Fruit and veggie rich diet
A UK study found that photos of subjects who ate a fruit and veggie rich diet were rated as more attractive than those with suntans! Scientists say antioxidants are the key, because they improve circulation, and alter skin pigment. Those thought to have the greatest impact are lycopene, which gives tomatoes their red color and watermelon its pink hue, and beta-carotene, found in carrots, sweet potatoes, cantaloupe, broccoli, and leafy greens. Polyphenols, which cause blood to rush to the skin surface, also play a role. They’re found in dark grapes, cherries, plums, apples, blackberries, and blueberries.
Include “good” fat in every meal
Today most of people don’t know that not all fats are created equal, but many don’t realize the beauty benefits of consuming enough good fat i.e., cells in the top layer of your skin only live about 30 days, and while you don’t feel or see it happening, you shed up to 40,000 skin cells every minute of the day. Healthy fats help you absorb more antioxidants – up to 13 times more according to some research. Include a moderate amount of plant-based fat in every meal, like a tablespoon of extra virgin coconut or olive oil, a quarter of a ripe avocado, or two tablespoons of nuts or seeds.
Eat to fight age-promoters
Nasty substances called advanced glycation endproducts or AGEs are produced when food is cooked to high temperatures using dry heat, like roasting, baking, broiling, and grilling. Studies have found that AGEs lower the body’s ability to control inflammation; a known trigger of premature aging, so minimizing your intake is a smart strategy for maintaining youthful skin. To slash them, whip up more “naked” veggie dishes, like summer slaw, marinated cucumbers, and sliced vine-ripened tomatoes dressed with fresh basil and balsamic. And when you do cook, use lower temperatures, even if it takes a little longer. One study found that scrambled eggs cooked over medium-low heat contained about half the AGE levels of those prepared over high heat.
Ms.
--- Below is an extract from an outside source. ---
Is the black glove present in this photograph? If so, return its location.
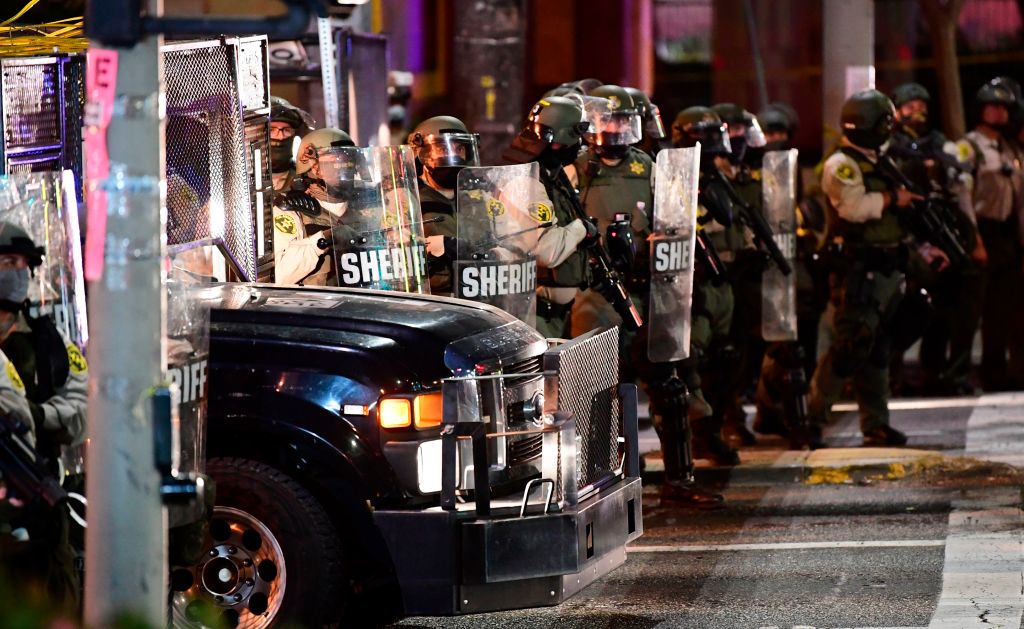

Perry reportedly became a teetotaler, and traded coffee for green tea; two changes that may help your skin stay better hydrated, since alcohol and caffeine are both diuretics. In addition to its toxic effects, beer, wine and liquor interfere with sleep, and lead to water retention (i.e. puffy eyes and face). As for coffee versus tea, an eight ounce cup of brewed java packs 100-200 mg of caffeine, compared to just 20-40 in the same sized serving of green tea. After one cup of coffee, switch to green tea or water, and for every 12-ounce beer (bottle or can), 5-ounce wine (a little smaller than a single serve yogurt container), or 1.5-ounce serving of distilled spirits (shot glass), drink a full glass of H2O.
Choose collagen-building foods
Fortunately, a healthy diet can help defy gravity, at least a bit. One study led by researchers at Manchester and Newcastle Universities found that consuming a combo of cooked tomatoes and olive oil led to much higher levels of pro-collagen, a molecule that gives skin its structure and keeps it firm. Other foods known to support collagen and improve skin stability include citrus fruits, peppers, tea, and berries.
Reach for foods that fight UV rays (including chocolate!)
In one recent study, a group of women added hot cocoa with either high or low flavonoids content to their daily breakfasts. After exposing the ladies’ to UV light, researchers found that the skin of those who drank the flavonoids-rich cocoa experienced up to 25% less reddening, compared to no change in the low flavonoids group. In addition, after 12 weeks, the skin of the flavonoids-rich drinkers was 16% denser, 11% thicker, 13% moister, 30% less rough, and 42% less scaly than at the start of the experiment. The foods scientifically shown to fight sun damage include green leafy vegetables, and fatty fish like salmon and sardines. Both work by reducing inflammation and inhibiting the DNA damage that leads to sunburns.